African Americans have the highest rates of hypertension in the world
African Americans who take vitamin D supplements may significantly lower their blood pressure, according to a study from Brigham and Women’s Hospital (BWH), the Dana-Farber Cancer Institute and Massachusetts General Hospital. This is welcome news for many African Americans, who have higher rates of hypertension—and are more likely to be vitamin D deficient—than other races.
The study divided 250 African-American adults into four groups. Three of the groups took a daily vitamin D supplement at various doses ranging from 1,000 to 4,000 units. The fourth group received a placebo.

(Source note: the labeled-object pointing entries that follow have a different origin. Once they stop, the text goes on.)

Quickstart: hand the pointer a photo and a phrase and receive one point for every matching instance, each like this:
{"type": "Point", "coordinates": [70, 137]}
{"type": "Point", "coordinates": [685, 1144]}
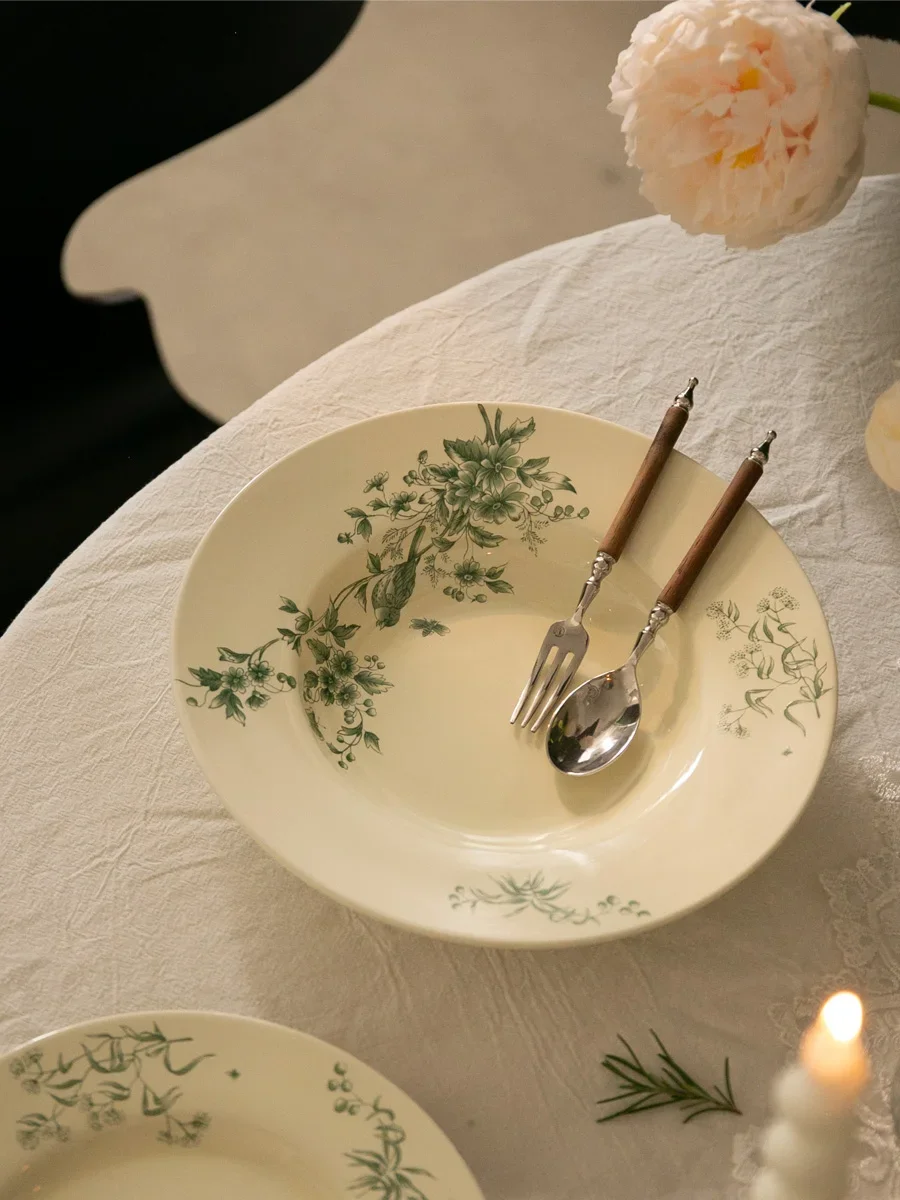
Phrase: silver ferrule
{"type": "Point", "coordinates": [657, 619]}
{"type": "Point", "coordinates": [761, 454]}
{"type": "Point", "coordinates": [685, 399]}
{"type": "Point", "coordinates": [600, 568]}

The supplement groups experienced a drop in systolic blood pressure (the top number in a blood pressure reading) of 1 to 4 points, a modest but significant reduction.
“If our findings are confirmed by other studies, then vitamin D supplementation may be a useful means of helping black individuals lower their blood pressure,” says John Forman, M.D., lead author of the study. The placebo group’s systolic pressure increased.
Diet and sunlight are two natural sources of vitamin D in humans. But few foods have vitamin D, and having dark-colored skin cuts down on the amount of vitamin D the skin makes. The National Institutes of Health recommends 600 IU of vitamin D per day for people older than 30 (800 IU for those older than 70).